Why Foreign Banks Are Still Cautious About Dealing With Iran

Iranian president Hassan Rouhani at the Campidoglio palace in Rome, Italy, as he begins his four-day visit to Europe, January 25. Alessandro Bianchi/Reuters

LONDON (Reuters) - Iran on Thursday called on the United States to make a clear public pledge that it would not penalize European banks for legitimate trade with the Islamic Republic.

Many foreign banks are cautious about resuming trade with Iran following January's nuclear deal because they fear being caught up in ongoing U.S. sanctions.

"Rebuilding the confidence of the banks that the United States will not re-intervene in their relations with Iran may require some further assurance from the United States," Zarif said at Chatham House in London.

"We don't need any more legalese - we need clear precise assurances that banks can do business with Iran," he said. "I hope that is fast coming because if not it would be a problem of implementation."

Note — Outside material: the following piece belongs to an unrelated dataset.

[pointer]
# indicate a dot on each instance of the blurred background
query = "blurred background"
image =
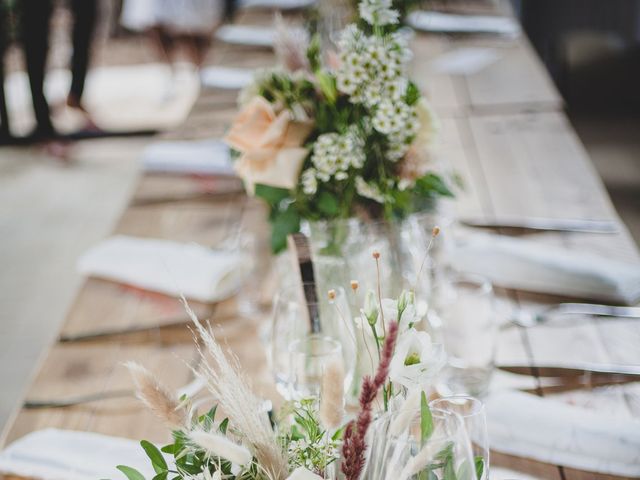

Although world powers lifted many crippling sanctions against Iran in return for the country complying with a deal to curb its nuclear ambitions, some restrictions remain in place

Washington still prevents U.S. nationals, banks and insurers from trading with Iran and also prohibit any trades with Iran in U.S. dollars from being processed via the U.S. financial system.

This is a significant complication given the dollar's role as the world's main business currency.

European banks are also cautious - with some, including Deutsche Bank, remembering past fines from U.S. regulators for breaking sanctions,

When asked about trade with Britain, Zarif said that good economic and commercial relations could resume.

"Iran and Britain have had traditionally good commercial and economic relations and I think those can resume," Zarif said. "We need to work together on moving the political relations forward."

Iran has 9.3 percent of the world's proven oil reserves, the fourth largest after Venezuela, Saudi Arabia and Canada, and 18.2 percent of the world's natural gas reserves, bigger even than Russia's 17.4 percent share, according to the BP Statistical Review of World Energy.